Artist Statement
Within my body of work, I try to encapsulate the inspiration garnered from my personal scientific and curatorial background. Having been surrounded by artworks, scientific specimens, and archival documentation, I have attempted to take aspects that one would find within the profession and incorporate them into the themes of my work. When I was first making my way through college it was tough trying to think of something new and exciting for every project assigned to me. Although I managed to create works from these assignments, it never really seemed to make a cohesive body of work.
Looking inward I decided my focus would be on insects. Something so intrinsic to me since I was a toddler. Never fearing always studying. Fascinated. So it would be with insects that the beginnings of my first body of work were born. While I do not necessarily still focus on insects as my main muse in which I create work, they are still heavily influencing of the subject matter in which I continue to dabble. My current works focus on aspects of paleontology, biology, and moving into my own cultural heritage.
Most of my work is done in metal casting, using the lost wax method, with molds taken from fossils in my personal collection as well as models made from my own hand. By casting these models and fossils, I am essentially replicating the circumstances that caused them to fossilize without taking millions of years.
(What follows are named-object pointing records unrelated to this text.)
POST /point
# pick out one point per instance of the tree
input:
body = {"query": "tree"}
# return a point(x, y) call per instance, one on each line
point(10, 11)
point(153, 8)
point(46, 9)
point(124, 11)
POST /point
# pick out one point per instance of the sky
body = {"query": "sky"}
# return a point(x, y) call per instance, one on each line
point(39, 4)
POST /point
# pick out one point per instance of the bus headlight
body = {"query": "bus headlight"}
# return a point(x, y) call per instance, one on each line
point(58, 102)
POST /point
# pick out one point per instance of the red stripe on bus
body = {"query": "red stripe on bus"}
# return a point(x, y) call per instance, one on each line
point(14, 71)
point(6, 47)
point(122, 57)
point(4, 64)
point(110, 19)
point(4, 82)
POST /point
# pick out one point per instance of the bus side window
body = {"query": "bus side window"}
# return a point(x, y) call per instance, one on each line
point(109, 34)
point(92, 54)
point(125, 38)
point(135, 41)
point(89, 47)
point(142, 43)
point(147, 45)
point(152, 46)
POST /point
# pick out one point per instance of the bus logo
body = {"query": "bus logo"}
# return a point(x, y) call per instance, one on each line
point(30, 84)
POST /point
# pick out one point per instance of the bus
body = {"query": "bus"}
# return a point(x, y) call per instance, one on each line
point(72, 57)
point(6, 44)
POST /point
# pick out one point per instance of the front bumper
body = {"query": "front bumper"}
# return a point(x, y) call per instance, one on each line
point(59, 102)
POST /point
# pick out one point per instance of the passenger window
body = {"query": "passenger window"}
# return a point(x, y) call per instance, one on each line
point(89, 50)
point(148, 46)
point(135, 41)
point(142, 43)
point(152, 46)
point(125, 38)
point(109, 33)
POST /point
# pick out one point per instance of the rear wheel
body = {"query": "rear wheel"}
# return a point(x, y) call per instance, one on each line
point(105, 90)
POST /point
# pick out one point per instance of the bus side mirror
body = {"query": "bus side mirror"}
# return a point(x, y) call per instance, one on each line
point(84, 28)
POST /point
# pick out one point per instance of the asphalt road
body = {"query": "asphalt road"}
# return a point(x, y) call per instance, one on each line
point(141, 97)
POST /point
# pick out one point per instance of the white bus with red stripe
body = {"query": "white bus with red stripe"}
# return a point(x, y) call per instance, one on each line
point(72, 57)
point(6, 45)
Focusing on Cambrian creatures for their abstract natures, I like to put them in a form of gravitational stasis. This “stasis”, along with the process and subject matter/composition, all represent my constant fascination with science. It is also the method I choose to interact with the viewer using these foundations of science, such as physics space, and how we understand time. This gives my audience a multitude of aspects within the piece to comprehend and ponder on as their eyes explore the artwork.